Ketua Komisi III Muhammad Rudi ST dan Wakil Ketua Komisi III Arlon Veristo awalnya mempertanyakan legalitas titik parkir tersebut serta besaran pendapatan yang dihasilkan.
Menanggapi hal itu, Kepala Dinas Perhubungan Kota Batam, Leo Putra, menyebutkan bahwa saat ini terdapat 593 titik parkir yang terdaftar secara resmi di Batam, dan salah satunya yang di depan PT Panasonic.
“Saya punya data ada 593 titik parkir teregistrasi, satu titik parkir satu jukir teregistrasi tapi kenyataannya ada juga satu titik parkir 2 jukir. Untuk titik parkir Panasonic ini termasuk titik parkir yang teregistrasi,” ujarnya.
Leo juga mengungkapkan pihaknya berencana menggelar rapat kerja di tingkat kecamatan untuk membenahi sistem perparkiran.
“Biar tidak ada satu pun masalah perparkiran di kecamatan itu yang terlepas dari Pemerintah Kota Batam dalam hal ini Dishub,” tegasnya.
Sementara itu, Kepala UPT Parkir Dishub Batam, Jeskiel Alexander Banik, menjelaskan bahwa titik parkir di depan PT Panasonic merupakan lokasi resmi yang telah memiliki Surat Keputusan (SK) Wali Kota sejak 2018.
“Untuk setoran sekarang hari ini untuk jukir ada 2 orang, sesuai perhitungan konsultan Rp 188.000 satu hari,” jelasnya.

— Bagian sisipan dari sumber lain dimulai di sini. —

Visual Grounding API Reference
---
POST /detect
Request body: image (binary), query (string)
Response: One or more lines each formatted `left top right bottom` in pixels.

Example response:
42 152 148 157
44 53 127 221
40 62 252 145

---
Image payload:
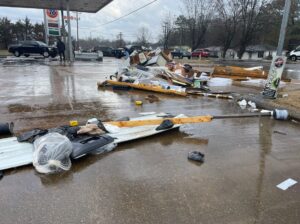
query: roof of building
246 44 276 52
0 0 113 13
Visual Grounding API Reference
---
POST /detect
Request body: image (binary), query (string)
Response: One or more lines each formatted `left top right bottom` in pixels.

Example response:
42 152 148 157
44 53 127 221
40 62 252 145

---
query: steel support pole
67 0 74 62
277 0 291 56
43 9 49 45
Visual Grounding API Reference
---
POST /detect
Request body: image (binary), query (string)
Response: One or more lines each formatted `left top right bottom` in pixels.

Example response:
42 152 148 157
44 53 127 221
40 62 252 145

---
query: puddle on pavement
0 58 300 223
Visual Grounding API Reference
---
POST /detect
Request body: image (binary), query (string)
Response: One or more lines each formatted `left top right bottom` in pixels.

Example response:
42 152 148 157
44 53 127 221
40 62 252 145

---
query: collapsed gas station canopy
0 0 113 13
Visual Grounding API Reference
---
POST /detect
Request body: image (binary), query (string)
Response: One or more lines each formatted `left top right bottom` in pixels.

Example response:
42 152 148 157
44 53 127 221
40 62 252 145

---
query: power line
100 0 157 26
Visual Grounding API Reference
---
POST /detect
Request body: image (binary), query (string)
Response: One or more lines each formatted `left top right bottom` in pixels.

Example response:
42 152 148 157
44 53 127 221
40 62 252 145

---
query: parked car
289 46 300 61
93 46 114 57
112 48 125 58
128 45 143 54
8 40 57 58
171 49 191 59
192 49 209 58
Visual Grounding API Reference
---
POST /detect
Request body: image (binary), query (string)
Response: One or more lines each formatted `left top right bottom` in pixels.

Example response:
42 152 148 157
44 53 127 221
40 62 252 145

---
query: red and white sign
45 9 60 36
46 9 58 19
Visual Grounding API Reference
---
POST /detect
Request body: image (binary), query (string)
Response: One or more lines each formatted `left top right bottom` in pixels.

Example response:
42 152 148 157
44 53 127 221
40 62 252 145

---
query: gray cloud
0 0 181 41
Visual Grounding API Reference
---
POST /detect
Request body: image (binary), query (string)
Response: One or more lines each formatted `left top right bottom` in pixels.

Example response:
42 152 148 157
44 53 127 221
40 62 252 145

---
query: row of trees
161 0 300 58
0 17 45 48
0 17 152 49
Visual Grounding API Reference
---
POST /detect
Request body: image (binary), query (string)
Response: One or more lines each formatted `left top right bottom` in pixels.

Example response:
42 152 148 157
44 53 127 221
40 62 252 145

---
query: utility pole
76 12 79 51
163 22 168 50
277 0 291 56
118 32 123 47
43 9 49 45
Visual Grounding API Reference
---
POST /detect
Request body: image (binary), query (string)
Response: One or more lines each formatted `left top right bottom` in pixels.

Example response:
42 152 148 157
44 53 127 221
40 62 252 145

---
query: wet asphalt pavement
0 58 300 224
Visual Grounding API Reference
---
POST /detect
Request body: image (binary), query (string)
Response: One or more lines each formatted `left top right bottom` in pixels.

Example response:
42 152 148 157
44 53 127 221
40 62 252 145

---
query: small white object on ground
207 78 232 87
276 178 298 191
238 99 247 109
139 112 156 116
248 101 256 109
238 99 247 106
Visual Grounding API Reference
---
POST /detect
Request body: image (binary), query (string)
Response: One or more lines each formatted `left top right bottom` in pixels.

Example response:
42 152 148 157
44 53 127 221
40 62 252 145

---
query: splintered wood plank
105 115 213 127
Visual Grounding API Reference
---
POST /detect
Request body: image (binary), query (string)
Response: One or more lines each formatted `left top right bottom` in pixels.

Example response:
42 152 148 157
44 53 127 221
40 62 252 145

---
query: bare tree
161 12 174 49
181 0 214 50
238 0 268 59
136 26 151 46
216 0 241 58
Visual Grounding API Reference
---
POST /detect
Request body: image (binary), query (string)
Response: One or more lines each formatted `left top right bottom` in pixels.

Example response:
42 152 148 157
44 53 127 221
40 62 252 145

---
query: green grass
0 50 11 56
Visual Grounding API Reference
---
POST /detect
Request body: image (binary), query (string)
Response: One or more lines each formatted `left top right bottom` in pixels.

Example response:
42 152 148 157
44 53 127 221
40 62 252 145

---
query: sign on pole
45 9 60 36
262 56 286 98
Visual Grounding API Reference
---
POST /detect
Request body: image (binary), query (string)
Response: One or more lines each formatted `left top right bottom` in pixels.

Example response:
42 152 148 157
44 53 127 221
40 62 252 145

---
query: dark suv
8 40 57 58
171 49 191 59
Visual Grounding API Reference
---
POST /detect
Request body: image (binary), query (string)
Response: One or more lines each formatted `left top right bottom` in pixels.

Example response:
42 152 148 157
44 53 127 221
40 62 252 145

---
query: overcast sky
0 0 182 41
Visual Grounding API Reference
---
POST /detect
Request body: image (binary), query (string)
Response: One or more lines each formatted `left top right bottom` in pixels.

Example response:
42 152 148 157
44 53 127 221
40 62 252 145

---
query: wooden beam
104 115 213 127
103 80 187 96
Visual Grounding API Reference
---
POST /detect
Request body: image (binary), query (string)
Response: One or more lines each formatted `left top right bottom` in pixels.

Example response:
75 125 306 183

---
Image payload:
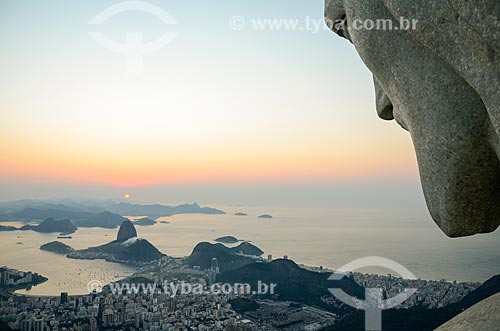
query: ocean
0 206 500 295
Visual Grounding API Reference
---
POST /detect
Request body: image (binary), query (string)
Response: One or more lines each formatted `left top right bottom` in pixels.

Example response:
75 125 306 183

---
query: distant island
215 236 241 244
134 217 156 226
40 241 74 254
66 220 165 264
230 241 264 256
0 200 225 231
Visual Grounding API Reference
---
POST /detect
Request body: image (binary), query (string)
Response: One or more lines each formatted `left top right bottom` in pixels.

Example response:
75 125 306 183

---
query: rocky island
215 236 241 244
40 241 74 254
67 220 165 264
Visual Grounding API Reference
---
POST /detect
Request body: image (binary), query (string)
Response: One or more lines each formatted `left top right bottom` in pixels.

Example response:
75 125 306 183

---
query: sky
0 0 423 206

Namun, penjelasan tersebut menuai kritik dari Wakil Ketua Komisi III Arlon Veristo.
Ia menilai angka setoran tersebut tidak masuk akal jika dibandingkan dengan jumlah kendaraan yang parkir setiap hari.
“Dari jumlah banyaknya jumlah motor ini per hari cuma setor nggak sampai Rp 200.000, Rp 188.000 saja. Artinya menurut saya dalam logika berpikir, menurut saya ini tidak masuk akal,” ujar Arlon.

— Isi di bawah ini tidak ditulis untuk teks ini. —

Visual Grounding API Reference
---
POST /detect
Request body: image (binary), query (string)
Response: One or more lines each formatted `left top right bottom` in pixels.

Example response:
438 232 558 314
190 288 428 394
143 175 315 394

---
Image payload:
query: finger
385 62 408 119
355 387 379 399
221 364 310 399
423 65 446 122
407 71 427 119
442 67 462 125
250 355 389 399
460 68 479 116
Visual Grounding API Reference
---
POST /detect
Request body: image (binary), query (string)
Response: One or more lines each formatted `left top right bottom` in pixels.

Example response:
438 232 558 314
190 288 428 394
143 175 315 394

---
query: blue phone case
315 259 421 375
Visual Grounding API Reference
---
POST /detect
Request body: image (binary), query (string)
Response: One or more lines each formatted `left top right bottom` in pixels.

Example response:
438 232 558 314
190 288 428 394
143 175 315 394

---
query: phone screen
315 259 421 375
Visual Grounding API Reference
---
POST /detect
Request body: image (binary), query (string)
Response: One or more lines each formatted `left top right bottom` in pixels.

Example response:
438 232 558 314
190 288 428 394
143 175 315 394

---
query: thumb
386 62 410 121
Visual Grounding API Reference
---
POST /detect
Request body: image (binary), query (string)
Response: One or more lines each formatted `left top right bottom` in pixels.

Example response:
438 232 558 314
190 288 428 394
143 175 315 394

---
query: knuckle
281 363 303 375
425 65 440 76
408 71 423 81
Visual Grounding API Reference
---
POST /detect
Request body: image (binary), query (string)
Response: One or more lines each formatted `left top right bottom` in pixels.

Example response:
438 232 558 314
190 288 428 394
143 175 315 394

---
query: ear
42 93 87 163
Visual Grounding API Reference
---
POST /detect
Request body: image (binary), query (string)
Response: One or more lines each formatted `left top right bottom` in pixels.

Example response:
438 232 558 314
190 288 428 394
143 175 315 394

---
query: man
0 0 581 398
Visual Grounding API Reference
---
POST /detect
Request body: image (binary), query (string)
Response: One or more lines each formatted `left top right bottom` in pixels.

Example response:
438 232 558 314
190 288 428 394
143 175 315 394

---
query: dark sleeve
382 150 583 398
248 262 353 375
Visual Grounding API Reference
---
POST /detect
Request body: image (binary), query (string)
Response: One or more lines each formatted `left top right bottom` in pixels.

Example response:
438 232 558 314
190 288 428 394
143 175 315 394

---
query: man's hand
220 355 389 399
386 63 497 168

Arlon bahkan menilai keberadaan parkir di lokasi tersebut justru lebih banyak menimbulkan dampak negatif dibandingkan pendapatan yang dihasilkan.
“Lebih bagus parkirnya tidak dijadikan karena efeknya lebih besar dari Rp 200.000 ini. Rp 188.000 setor per hari di Sincom yang padat sekali, ke mana sisanya?,” katanya.

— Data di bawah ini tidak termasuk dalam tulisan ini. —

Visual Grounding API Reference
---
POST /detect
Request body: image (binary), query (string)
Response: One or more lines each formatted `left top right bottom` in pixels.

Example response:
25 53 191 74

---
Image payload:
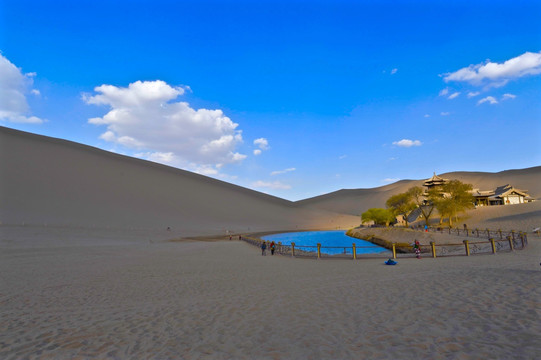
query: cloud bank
0 54 43 124
83 80 246 175
443 52 541 87
393 139 423 147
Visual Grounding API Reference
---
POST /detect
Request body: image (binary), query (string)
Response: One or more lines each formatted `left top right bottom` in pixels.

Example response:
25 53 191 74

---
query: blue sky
0 0 541 200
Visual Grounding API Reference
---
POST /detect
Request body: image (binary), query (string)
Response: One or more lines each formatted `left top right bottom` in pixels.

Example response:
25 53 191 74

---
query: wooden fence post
430 241 436 258
507 236 514 251
489 238 496 254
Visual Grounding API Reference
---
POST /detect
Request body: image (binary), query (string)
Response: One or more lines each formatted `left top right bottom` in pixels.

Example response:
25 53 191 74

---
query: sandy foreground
0 226 541 359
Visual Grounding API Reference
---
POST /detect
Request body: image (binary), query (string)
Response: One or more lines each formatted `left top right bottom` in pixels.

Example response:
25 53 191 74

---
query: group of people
261 241 276 256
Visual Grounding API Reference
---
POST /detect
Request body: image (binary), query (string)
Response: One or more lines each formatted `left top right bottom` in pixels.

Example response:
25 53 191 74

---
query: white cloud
444 52 541 87
135 152 175 164
83 80 246 174
502 94 517 100
393 139 423 147
252 180 291 190
439 88 449 96
271 168 297 176
477 96 498 105
447 91 460 100
0 53 44 124
254 138 270 150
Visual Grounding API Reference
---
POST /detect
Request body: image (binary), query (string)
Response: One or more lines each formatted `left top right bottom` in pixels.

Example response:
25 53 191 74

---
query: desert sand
0 127 541 359
0 227 541 359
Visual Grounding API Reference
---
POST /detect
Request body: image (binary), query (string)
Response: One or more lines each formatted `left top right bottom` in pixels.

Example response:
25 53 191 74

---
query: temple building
423 173 535 206
472 184 535 206
424 173 449 191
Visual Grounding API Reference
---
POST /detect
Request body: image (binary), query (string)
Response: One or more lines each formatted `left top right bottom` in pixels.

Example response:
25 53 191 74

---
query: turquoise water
262 230 389 255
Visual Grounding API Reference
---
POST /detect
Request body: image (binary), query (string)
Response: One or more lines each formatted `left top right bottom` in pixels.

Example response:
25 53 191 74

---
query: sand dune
0 227 541 360
0 127 359 237
0 128 541 359
297 166 541 215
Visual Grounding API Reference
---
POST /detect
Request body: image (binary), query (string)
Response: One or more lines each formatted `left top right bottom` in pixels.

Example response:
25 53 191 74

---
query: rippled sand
0 226 541 359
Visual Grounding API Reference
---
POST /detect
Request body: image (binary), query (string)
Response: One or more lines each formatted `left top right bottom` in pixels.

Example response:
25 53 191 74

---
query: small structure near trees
472 184 535 206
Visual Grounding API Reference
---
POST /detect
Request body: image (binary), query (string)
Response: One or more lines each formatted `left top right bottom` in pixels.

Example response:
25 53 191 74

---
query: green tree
361 208 395 226
385 192 417 227
433 180 475 226
407 186 436 226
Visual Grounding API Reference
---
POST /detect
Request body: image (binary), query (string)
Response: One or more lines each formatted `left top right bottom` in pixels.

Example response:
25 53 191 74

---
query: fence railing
411 225 527 240
242 229 528 260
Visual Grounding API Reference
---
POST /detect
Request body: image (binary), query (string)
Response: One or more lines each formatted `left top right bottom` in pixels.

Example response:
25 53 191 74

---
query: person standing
413 239 421 259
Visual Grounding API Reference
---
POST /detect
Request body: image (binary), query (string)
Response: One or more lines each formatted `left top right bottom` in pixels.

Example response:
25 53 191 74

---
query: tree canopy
385 192 417 226
431 180 475 226
361 208 395 226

“Kalau kita hitung saja motor Rp 2.000 dikali sekian ribu motor, di logika berpikir tidak masuk akal. Kalau dia 300 motor saja sudah Rp 600 ribu. Tapi di depan mata saya itu sampai ribuan motor. Ini berbanding terbalik dengan hasil yang didapat dan apa yang diakibatkan oleh parkir di tepi jalan,” lanjut Arlon.
Dalam RDP perwakilan manajemen Panasonic, Budi, menyebutkan bahwa fasilitas parkir di dalam kawasan sebenarnya mencukupi.
Ia menambahkan, pihak manajemen telah mengimbau karyawan untuk memanfaatkan fasilitas parkir yang tersedia di dalam kawasan serta melengkapi dokumen kendaraan agar dapat masuk area perusahaan.
“Untuk parkir di luar itu pilihan individu karyawan. Kami sudah mengimbau agar memanfaatkan parkir di dalam,” katanya.
Sebagaimana yang diketahui, titik parkir yang teletak di seberang kawasan industri tersebut setiap harinya dipenuhi oleh kendaraan roda dua.
Sepanjang pinggir jalan deretan ratusan motor yang tersusun berlapis memenuhi bahu jalan yang terbilang cukup ramai dan padat itu.